独擅
どくせん
名詞
標準
文例 · 用例
あえてこの慰を独擅にせんのじゃで、到る処俺が例の観察をして突留めた奴の家には、必ず、門札の下へ、これで、ちょいとな。
— 泉鏡花 『黒百合』 青空文庫
そういえば、もう仰せいだしになるころじゃのう……」 案の定、ずぼしが命中したか、日光ご社参と聞くと伊豆守の顔色にいっそうの狼狽が見えましたので、もうこうなれば右門の独擅場でした。
— 血染めの手形 『右門捕物帖』 青空文庫
ところが、その結果偶然にも、あの空中|曲芸を生んでしまったものだ」 まさに法水の独擅場だった。
— 小栗虫太郎 『黒死館殺人事件』 青空文庫
お嬢さんはN女子大の国文科を出たとかで、芝居の話も詳しく、知ったか振りをしたぼくが南北、五瓶、正三、治助などという昔の作者達の比較論をするのに、上手な合槌を打ってくれ、ぼくは今夜は正に自分の独擅場だなと得意な気がして、たまらなく嬉しかったのです。
— 田中英光 『オリンポスの果実』 青空文庫
前代|未曾有の大珍事に御座候」 以上の通、池田屋襲撃は、殆んど新撰組の独擅場で、彼等が得意になるのは当然だらう。
— 池田屋襲撃 『大衆維新史読本』 青空文庫
「まどき」が盛んに『読売』の投書欄を賑わして殆んど独擅場の観があった頃、中坂思案外史の名がポツポツ投書欄に見え出した。

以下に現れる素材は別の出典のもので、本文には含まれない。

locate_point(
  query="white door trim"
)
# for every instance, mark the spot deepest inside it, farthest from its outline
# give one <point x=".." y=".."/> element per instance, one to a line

— ――尾崎紅葉―― 『硯友社の勃興と道程』 青空文庫
芹|摘みにと手を出したれば芹のあたりにゐたる泥鰌の捕へられんとや恐れけん、あちらに逃げ隠れたりといふ意にして、泥鰌を擬人法にして軽くおどけたる処、丈草の独擅なり。
— 正岡子規 『俳諧大要』 青空文庫
一転して仙道の話となるや、木食仙人の独擅場で、言々句々精彩を発し、わけても延命術、尺地術、吸気術、飛天術、断食待饑術に至っては、微細に渡ったものである。